UNA TORTURA DELIZIOSA - Pagine sull'arte di scrivere
Henry Miller
Minimum Fax
«Discutere della natura e del significato dell’oscenità è difficile quasi quanto parlare di Dio. Finché non ho cominciato a scavare nella letteratura che si è sviluppata intorno all’argomento, non mi sono reso conto di quale palude fosse quella in cui mi stavo cacciando. Se si comincia dall’etimologia ci si accorge subito che i lessicografi sono dei turlupinatori proprio come i giuristi, i moralisti e i politici.»

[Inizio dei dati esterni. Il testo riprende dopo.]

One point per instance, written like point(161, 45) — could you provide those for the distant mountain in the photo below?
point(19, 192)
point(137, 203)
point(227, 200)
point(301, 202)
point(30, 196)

Il libro raccoglie alcuni dei brani più significativi di Miller sulla scrittura, il rapporto dell’autore con i propri ‘maestri’, la ricerca del proprio stile, l’autore e il metodo di preparazione al testo, il conflitto con le ‘oscenità’ e le relative censure. Entrare nella testa di Miller è come infilare un dito fra le pale di un ventilatore decisamente arrogante, provocatorio ed autocompiaciuto, forse in questo senso stimolante. Non si tratta di un vero e proprio ‘manuale per lo scrittore’, piuttosto una panoramica autobiografica con la quale confrontarsi e tentare di ricavare qualche spunto utile, specie durante i maledetti ‘blocchi creativi’, per riprendere in mano magari non la penna, ma almeno la carta.